Depending on the source you read, it’s reckoned that only about 10% of people will manage to keep their New Year’s Resolutions. But we would all admit that there is something about the ‘in with the new’, fresh start feeling that comes with the beginning of a new calendar that makes us want to try.
So how come that feeling rarely lasts longer than the Christmas leftovers and we’ve all written ourselves off as failures by about 15th January? We think New Year’s Resolvers just need to understand some simple psychology in order to achieve success.
The science-bit: the motivational cycle of change
Back in the 1970s, two smart psychologists (James Prochaska and Carlo DiClimente) started investigating how humans can choose to change. They came up with the motivational cycle of change theory, which has five steps (or six, if you choose to include ‘termination’ – we’re not as we’re not admitting defeat!). So, what are the five steps and how do they relate to New Year’s Resolutions?

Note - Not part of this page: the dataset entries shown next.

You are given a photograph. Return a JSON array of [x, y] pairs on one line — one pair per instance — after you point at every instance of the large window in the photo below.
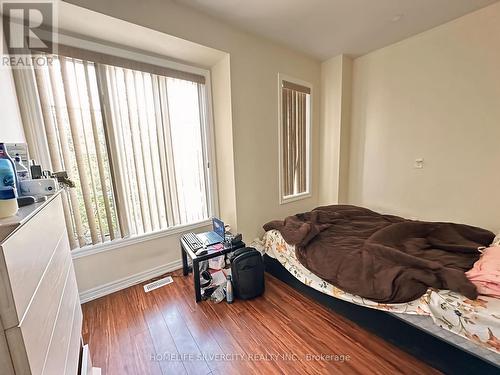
[[295, 139], [133, 140]]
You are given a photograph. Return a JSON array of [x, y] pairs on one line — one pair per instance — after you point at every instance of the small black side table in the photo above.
[[187, 251]]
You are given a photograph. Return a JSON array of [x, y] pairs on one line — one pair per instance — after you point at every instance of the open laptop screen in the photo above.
[[218, 227]]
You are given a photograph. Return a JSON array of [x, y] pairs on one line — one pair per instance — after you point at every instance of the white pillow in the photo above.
[[496, 241]]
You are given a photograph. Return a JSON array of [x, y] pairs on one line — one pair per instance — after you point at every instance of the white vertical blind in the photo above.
[[72, 119], [156, 123], [294, 136], [132, 141]]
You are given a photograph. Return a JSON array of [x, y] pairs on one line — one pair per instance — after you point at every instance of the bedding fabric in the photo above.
[[477, 320], [384, 258]]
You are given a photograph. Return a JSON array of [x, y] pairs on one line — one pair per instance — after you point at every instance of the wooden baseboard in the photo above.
[[116, 285]]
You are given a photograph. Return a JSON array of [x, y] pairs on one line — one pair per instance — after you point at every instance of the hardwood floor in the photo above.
[[282, 332]]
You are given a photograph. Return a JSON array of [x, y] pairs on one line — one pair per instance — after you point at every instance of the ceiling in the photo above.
[[327, 28]]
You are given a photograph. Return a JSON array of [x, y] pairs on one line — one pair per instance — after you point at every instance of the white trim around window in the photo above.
[[283, 199]]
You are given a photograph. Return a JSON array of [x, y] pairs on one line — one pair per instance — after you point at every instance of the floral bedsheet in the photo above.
[[477, 320]]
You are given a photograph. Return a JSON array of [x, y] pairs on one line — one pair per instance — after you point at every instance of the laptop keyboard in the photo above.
[[193, 241]]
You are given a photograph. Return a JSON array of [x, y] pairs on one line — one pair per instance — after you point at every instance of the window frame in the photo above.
[[308, 193], [207, 131]]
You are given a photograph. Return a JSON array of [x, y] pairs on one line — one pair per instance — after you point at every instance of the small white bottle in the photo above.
[[8, 202], [21, 170]]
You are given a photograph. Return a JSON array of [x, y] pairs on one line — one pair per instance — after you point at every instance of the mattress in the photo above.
[[477, 320]]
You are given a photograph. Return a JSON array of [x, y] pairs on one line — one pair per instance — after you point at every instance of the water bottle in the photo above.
[[229, 290], [21, 170], [8, 178]]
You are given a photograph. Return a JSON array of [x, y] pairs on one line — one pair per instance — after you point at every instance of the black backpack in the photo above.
[[247, 273]]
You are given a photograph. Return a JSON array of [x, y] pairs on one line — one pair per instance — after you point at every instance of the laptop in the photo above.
[[215, 236]]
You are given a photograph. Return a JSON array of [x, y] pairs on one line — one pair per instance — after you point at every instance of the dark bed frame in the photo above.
[[431, 349]]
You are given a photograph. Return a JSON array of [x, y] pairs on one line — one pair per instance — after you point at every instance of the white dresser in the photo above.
[[40, 313]]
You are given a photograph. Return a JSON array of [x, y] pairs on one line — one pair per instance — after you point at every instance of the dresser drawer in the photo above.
[[32, 337], [25, 257], [59, 343]]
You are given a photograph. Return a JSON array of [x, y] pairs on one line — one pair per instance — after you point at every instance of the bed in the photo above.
[[441, 313]]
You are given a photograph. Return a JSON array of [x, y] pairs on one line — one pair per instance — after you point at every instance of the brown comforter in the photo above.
[[382, 257]]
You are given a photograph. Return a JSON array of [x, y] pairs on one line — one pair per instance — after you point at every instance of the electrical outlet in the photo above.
[[419, 163]]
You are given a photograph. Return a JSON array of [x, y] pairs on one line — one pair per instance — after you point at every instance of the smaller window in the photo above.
[[295, 139]]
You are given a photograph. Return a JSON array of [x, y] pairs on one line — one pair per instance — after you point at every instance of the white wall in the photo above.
[[11, 128], [435, 96], [336, 80]]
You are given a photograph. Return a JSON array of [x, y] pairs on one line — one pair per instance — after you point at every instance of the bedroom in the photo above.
[[399, 104]]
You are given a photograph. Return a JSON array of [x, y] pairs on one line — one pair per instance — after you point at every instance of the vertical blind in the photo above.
[[132, 141], [294, 138]]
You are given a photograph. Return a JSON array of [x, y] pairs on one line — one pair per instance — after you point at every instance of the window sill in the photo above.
[[293, 198], [122, 242]]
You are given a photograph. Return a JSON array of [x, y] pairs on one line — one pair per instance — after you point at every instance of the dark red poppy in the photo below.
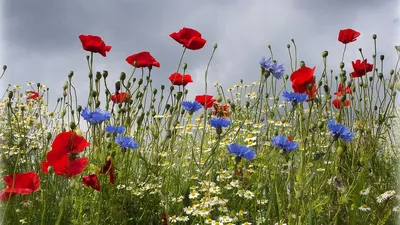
[[361, 68], [108, 168], [205, 100], [190, 38], [63, 155], [178, 79], [24, 184], [120, 97], [143, 59], [32, 95], [221, 110], [91, 181], [302, 79], [342, 90], [348, 35], [94, 44], [339, 105]]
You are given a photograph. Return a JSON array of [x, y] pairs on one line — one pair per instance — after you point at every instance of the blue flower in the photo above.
[[115, 129], [126, 142], [294, 97], [191, 107], [241, 151], [283, 143], [339, 130], [95, 117], [276, 70], [219, 122]]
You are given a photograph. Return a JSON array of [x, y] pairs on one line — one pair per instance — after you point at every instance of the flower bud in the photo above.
[[122, 76]]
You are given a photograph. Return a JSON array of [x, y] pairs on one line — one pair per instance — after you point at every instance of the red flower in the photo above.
[[205, 100], [342, 90], [91, 181], [348, 35], [221, 110], [178, 79], [143, 59], [361, 68], [339, 105], [24, 184], [62, 156], [32, 95], [120, 97], [108, 168], [302, 78], [190, 38], [94, 44]]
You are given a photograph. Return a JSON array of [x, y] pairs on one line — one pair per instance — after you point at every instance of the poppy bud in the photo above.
[[117, 86], [122, 76], [219, 99], [105, 74], [72, 125]]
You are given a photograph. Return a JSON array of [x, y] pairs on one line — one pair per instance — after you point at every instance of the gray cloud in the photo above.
[[40, 38]]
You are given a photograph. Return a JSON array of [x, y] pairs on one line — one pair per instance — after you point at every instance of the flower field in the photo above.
[[301, 145]]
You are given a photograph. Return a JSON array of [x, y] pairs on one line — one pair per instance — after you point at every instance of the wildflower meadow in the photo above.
[[301, 145]]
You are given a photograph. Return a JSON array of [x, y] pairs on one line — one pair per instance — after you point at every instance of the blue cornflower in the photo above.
[[126, 142], [294, 97], [241, 151], [339, 130], [276, 70], [95, 117], [283, 143], [191, 107], [115, 129]]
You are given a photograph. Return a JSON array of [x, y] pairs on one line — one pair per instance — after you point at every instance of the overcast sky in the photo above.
[[39, 39]]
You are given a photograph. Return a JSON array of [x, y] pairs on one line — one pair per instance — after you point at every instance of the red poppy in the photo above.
[[94, 44], [302, 78], [143, 59], [178, 79], [108, 168], [205, 100], [24, 184], [120, 97], [190, 38], [91, 181], [339, 105], [342, 90], [32, 95], [361, 68], [221, 110], [63, 155], [348, 35]]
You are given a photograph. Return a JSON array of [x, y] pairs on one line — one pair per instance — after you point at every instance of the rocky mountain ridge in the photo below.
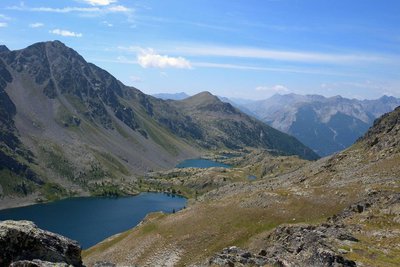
[[71, 128], [327, 125], [341, 210]]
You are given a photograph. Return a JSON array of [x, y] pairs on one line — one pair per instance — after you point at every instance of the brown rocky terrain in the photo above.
[[22, 243], [341, 210], [69, 128]]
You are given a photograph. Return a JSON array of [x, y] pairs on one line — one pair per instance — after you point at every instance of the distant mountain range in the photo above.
[[327, 125], [67, 126], [176, 96]]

Steps 1 and 2 – pre-contemplation and contemplation
These early stages are about our levels of awareness of the need to change. They could be summed up by the journey from “Why should I bother giving up smoking?” (for example) to “I really should think about giving up smoking.” It’s probably in step 2 that we’re actually making our Resolutions. It really helps to focus not just on what we want to change but why we want to change; make a list of all the benefits that will come from the change and keep it handy.
Step 3 – preparation
Having made our Resolution, this step is about being prepared. If we follow our quitting smoking example, it might mean research about what help is available or the difference between nicotine sprays and gum. For most New Year’s Resolvers, we don’t spend enough time at the preparation stage. Resolutions can be a bit spontaneous, meaning we haven’t given ourselves enough ‘mental time’ to grapple with the challenge ahead. Perhaps giving yourself January to prepare and actually starting your Resolution on 1st February might help.
Step 4 – action
To start with, the action is often the easy bit, while we’re all fired up and enthusiastic! It could help to keep an ‘action diary’ so you can record each step you’ve taken towards changing your behaviour each day (however small it might seem at the time). Notes like “Jim offered me a cigarette over coffee but I said no”; in behaviour terms, it might seem small but this is something to be proud of.
Step 5 – maintenance
Let’s be honest, we all know that this is where most of us will fall down; we’ll cave in, have that cigarette then write ourselves off as a lost cause. Not so fast! You are only human – forgive yourself, enjoy the cigarette and tell yourself that you will do better tomorrow. It takes time to change a habit so you can’t expect overnight success. Meanwhile, reflect on your ‘action diary’ of everything you have already achieved, avoid those ‘trigger situations’ (like not going for coffee with Jim!) and look back at the list of benefits you made; they will all help motivate you to keep your Resolution.